寒の内
大寒を迎え一年のなかで最も寒いころ。
心より寒中のお見舞いを申し上げます。
このような季節は、あたたかくして、
ゆっくり書を楽しむのにいいとき。
創作もおもしろいけれど、その土台と
なる古典臨書もおもしろくて、ずっと
欠かすことなくつづけています。
古典かなと漢字、両方の学びを深めた
いため、法帖はいつも2冊を同時進行。
さっそく今年は『元永本古今集』をは
じめています。ひきしまった美しい線、
変化に富んだ気品ある表現、奥深い筆
使いに魅了されて、とにかく楽しい!
まずは、原寸を拡大した大字で基本を
練習します。
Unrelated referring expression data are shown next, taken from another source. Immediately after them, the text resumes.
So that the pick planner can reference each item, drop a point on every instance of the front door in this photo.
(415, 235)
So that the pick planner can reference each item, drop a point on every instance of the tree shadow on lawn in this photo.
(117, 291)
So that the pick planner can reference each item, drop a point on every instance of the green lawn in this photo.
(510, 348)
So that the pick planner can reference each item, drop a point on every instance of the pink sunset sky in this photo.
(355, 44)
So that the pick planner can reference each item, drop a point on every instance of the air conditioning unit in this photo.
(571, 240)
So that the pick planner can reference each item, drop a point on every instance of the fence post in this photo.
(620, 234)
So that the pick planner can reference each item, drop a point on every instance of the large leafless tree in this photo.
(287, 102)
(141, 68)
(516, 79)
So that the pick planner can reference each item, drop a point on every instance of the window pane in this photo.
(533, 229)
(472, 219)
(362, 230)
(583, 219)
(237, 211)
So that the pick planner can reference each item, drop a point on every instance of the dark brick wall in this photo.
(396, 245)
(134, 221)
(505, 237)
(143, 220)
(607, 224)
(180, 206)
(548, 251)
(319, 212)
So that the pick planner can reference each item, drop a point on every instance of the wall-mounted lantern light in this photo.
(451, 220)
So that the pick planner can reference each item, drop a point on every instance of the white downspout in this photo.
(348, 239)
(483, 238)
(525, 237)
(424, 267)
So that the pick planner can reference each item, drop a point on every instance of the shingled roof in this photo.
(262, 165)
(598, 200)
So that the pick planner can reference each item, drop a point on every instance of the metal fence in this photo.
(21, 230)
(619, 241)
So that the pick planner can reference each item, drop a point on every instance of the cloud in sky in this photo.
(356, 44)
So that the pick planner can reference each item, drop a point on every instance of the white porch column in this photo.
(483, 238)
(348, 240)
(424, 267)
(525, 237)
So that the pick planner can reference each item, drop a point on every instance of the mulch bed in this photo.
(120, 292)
いきなり原寸の小字から
書かないのは、大きくすることで、点、
線、形をよく見つめ、用筆法を確かに
するため。
これは古典かなに限らず漢字も同様で、
大字から始めて小字に移る方が理解が
正確であるとし、この順で臨書します。
いろいろが早く便利をよしとする現代、
すぐに結果や多くを求めたくなるけれ
ど、そうではないものを選択するって、
安易な方向に流されることない人間性、
生活感としてあらわれるのではないで
しょうか。
また、自らの手を動かして書くことで、
見ること、感じること、考えることへ
の領域も広がってゆくと思っています。
あらためて、書のおもしろさを多くの
人に伝えてゆくと心に誓う寒の内です。